Like. Oprah coming to AUSTRALIA. Holy. I may die. I loves me some Oprah. And today I got some of the best excuses I have ever heard for bad behavior and late rent. And then I saw this guy, wandering along the side of the road, in the middle of nowhere and slowed to ask if he was okay. And he said “Yep. Enjoying the sunshine. It’s a beautiful day.” And he waved me on. Now any one of these things I could normally stretch into it’s own post. And I may just do that later in the week if I get desperate.
But there was a specific purpose to today. So what is it, you may ask? Or bloody hell, on with it girl might be more your style. Here I go. So fingers crossed I can convey it sufficiently.

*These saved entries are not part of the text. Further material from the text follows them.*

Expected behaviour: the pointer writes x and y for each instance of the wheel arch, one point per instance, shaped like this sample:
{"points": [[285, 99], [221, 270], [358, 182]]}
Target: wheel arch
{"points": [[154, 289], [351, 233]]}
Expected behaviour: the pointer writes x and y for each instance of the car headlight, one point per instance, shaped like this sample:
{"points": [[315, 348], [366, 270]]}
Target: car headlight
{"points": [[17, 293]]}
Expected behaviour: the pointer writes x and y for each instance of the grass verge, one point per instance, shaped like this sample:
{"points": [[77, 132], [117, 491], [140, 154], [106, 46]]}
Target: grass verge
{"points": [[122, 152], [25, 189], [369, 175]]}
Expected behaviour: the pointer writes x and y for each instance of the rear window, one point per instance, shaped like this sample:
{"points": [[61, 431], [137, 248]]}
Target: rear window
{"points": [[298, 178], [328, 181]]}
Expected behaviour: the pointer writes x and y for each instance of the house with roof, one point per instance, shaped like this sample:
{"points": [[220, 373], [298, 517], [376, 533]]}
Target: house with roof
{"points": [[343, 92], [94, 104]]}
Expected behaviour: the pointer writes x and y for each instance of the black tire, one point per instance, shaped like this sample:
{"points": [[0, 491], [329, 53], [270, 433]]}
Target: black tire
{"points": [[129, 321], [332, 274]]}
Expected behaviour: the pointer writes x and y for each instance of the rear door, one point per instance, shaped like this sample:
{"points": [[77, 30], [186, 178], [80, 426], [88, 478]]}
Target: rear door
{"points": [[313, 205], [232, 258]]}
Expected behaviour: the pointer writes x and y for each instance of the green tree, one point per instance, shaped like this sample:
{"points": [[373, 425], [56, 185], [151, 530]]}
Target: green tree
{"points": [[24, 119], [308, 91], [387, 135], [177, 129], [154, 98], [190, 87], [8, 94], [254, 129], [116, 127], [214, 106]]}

Lately, you may have noticed, I have been struggling. Life was hard work. There was no joy. The invitations to hang out, party or even visit had dried up. So had the money. All I could see was the things that were wrong. This one wasn’t talking to me. That one is a pain in the ass. This one always does THAT. That one is just like that, ignore them, hope they go away. Work was full on. I was tired. I was arguing with Hubby. My house was a mess. The yard was worse. It was the perfect storm of crap’ness. Officially declared, worst month ever. Right, I’ve made that clear. Moving on.
And I showed up last night to my IL classroom carting all of that on my back and circles under my eyes. I smiled. Because that is what I do. Smile and tough it out. And the classroom started. We had a conversation around effectiveness which lead to talk of brain pathways and mirror neurons and all this sorta jazz. And we were discussing that who you are being has an impact on the environment around you. Especially people. And not in the obvious ‘Wow that crap move you pulled really made me angry’ but in a brainwave/pathway type way. And you become a clearing for certain things to show up and a blockage for other things that are attempting to show up.
Hmmm. Ok. I thought. I can see that. My life had shown up that way. The thoughts and shortcomings and thing’s that were terribly, terribly wrong that I had thought I was keeping inside were manifesting outside. Every-FREAKIN-where. And there are things I want, that at times seem very, very blocked from coming to me.
But then we were asked to consider how far our influence, or our clearing, went. And what if we could be responsible for a way of being for people waaaay beyond ourselves. Because really none of us know how far our influence goes until we do. Stretching far past our family, friends and immediate community. Reaching out further and further.
And I thought. Or the world.
And all I could think of was that Gandhi quote ‘Be the change you want to see in the world’. And I sat very, very quietly. If I wanted people to know their greatness, I have to know my own and be the clearing for others greatness to show up. If I want abundance, health and wellbeing or if I want kindness and laughter, it starts with me. If I want peace through out the world, I need to be peaceful. And peace would show up.
And I was like, wooooah. Too much. I need to pee.
So I did. And when I came back I was lighter. No, that is not a reference to the pee. Gross. And I had made a resolve that I would BE the change I wanted to see in the world. I would live an amazing life filled with love and laughter and abundance and health and contribution. And peaceful. Because if I can contribute to world peace just by being great with the people I come in contact with… Well, that is something within my realm to do. And really, who knows how far it could reach.
So. Tell me. What would you take on being if you were BEING the change you want to see in the world? And did that make any sense at all?